Date | May 2015 | Marks available | 3 | Reference code | 15M.2.hl.TZ1.7 |
Level | HL only | Paper | 2 | Time zone | TZ1 |
Command term | Show that | Question number | 7 | Adapted from | N/A |
Question
The random variable \(X\) follows a Poisson distribution with mean \(m \ne 0\).
Given that \(2{\text{P}}(X = 4) = {\text{P}}(X = 5)\), show that \(m = 10\).
Given that \(X \le 11\), find the probability that \(X = 6\).
Markscheme
\(2\frac{{{{\text{e}}^{ - m}}{m^4}}}{{4!}} = \frac{{{{\text{e}}^{ - m}}{m^5}}}{{5!}}\) M1A1
\(\frac{2}{{4!}} = \frac{m}{{5!}}\;\;\;\)or other simplification M1
Note: accept a labelled graph showing clearly the solution to the equation. Do not accept simple verification that \(m = 10\) is a solution.
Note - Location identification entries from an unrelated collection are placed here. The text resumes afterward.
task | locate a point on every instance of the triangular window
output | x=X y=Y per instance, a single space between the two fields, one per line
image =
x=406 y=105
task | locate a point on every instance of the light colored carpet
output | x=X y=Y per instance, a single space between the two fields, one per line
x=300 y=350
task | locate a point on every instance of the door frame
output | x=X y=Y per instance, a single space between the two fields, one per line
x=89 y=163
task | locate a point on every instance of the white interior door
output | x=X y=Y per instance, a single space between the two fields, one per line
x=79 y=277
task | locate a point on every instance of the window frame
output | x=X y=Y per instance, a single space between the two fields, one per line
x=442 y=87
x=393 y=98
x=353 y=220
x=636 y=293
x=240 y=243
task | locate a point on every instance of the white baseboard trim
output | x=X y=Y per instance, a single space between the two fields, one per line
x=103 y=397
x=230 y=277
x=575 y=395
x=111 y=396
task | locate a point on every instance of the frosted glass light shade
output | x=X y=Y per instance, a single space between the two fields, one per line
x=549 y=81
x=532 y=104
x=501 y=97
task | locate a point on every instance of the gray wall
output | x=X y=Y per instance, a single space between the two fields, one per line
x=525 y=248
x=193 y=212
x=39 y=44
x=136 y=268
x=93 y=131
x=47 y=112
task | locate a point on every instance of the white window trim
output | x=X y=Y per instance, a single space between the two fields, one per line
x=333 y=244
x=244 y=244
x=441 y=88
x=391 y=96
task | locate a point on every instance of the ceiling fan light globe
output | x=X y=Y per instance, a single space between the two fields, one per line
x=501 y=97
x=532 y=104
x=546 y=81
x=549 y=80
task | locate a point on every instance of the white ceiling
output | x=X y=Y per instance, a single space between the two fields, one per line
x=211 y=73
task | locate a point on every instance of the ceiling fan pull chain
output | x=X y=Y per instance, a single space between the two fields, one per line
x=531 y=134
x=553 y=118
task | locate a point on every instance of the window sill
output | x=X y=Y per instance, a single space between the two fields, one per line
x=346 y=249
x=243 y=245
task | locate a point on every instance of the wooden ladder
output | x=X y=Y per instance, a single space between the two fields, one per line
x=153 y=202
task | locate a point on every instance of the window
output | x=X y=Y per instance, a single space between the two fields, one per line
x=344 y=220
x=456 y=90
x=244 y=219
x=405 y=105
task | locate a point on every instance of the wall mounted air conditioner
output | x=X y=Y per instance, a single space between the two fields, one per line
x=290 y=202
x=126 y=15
\( \Rightarrow m = 10\) AG
[3 marks]
\({\text{P}}(X = 6|X \le 11) = \frac{{{\text{P}}(X = 6)}}{{{\text{P}}(X \le 11)}}\) (M1) (A1)
\( = \frac{{0.063055 \ldots }}{{0.696776 \ldots }}\) (A1)
\( = 0.0905\) A1
[4 marks]
Total [7 marks]
Examiners report
Most candidates successfully finished part (a) with two fundamental errors occurring regularly. Either e was granted powers of 4 and 5 or an attempt to show that the value of \(m\) was 10 was made by evaluation.
Part (b) was challenging for many candidates that showed that the idea of conditional probability was poorly understood. There were many incorrect solutions where often candidates only found \({\text{P}}(X = 6)\).